Clave de sol

Olvido y memoria

Sol Sánchez Maroto 30/01/2017

La historia y las historias nunca se construyen desde la nada, ni son contadas por seres ajenos a ellas puesto que todos y cada uno de nosotros somos
productos de sus consecuencias.


Quizá sea cierto que a veces existe una especie de amnesia funcional para que la vida se reproduzca, quién no ha escuchado alguna vez, por ejemplo, eso de que si las mujeres recordásemos nuestros alumbramientos con mayor claridad y completitud este sería mayoritariamente un mundo de hijos e hijas únicos. Olvidar el dolor.

Quizá sea también cierto que un poco de ese mismo olvido, no sirva solamente como táctica de supervivencia biológica y social, sino que su función se pueda extender a lo psicológico y cultural, es decir, al individuo y su subjetividad y al colectivo y la suya. A olvidar el dolor, añadamos por tanto olvidar el trauma y olvidar incluso el horror.

Olvidar para seguir adelante, para pasar página, ¿quién no lo ha hecho (o no lo ha intentado hacer) alguna vez? Parece incluso razonable…

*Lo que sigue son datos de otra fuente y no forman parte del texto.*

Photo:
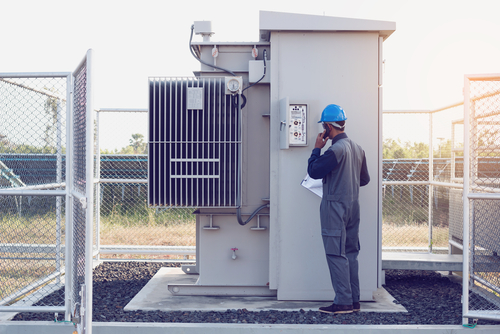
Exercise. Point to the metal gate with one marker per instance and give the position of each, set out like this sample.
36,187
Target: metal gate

Pero la cosa se complica cuando para olvidar hay que negar los hechos en cuestión, y cuando se trata de olvidar colectivamente, de acceder al inconsciente colectivo y operar en él, de hacer olvidar a un colectivo, a un estado; la negación es inevitable. Y hay entonces que negar cualquier aspecto que ponga en cuestión las identidades que se han construido sobre el olvido mismo, sobre la mitificación de ese pasado -cercano o lejano- que se intenta blanquear con el polvo del olvido.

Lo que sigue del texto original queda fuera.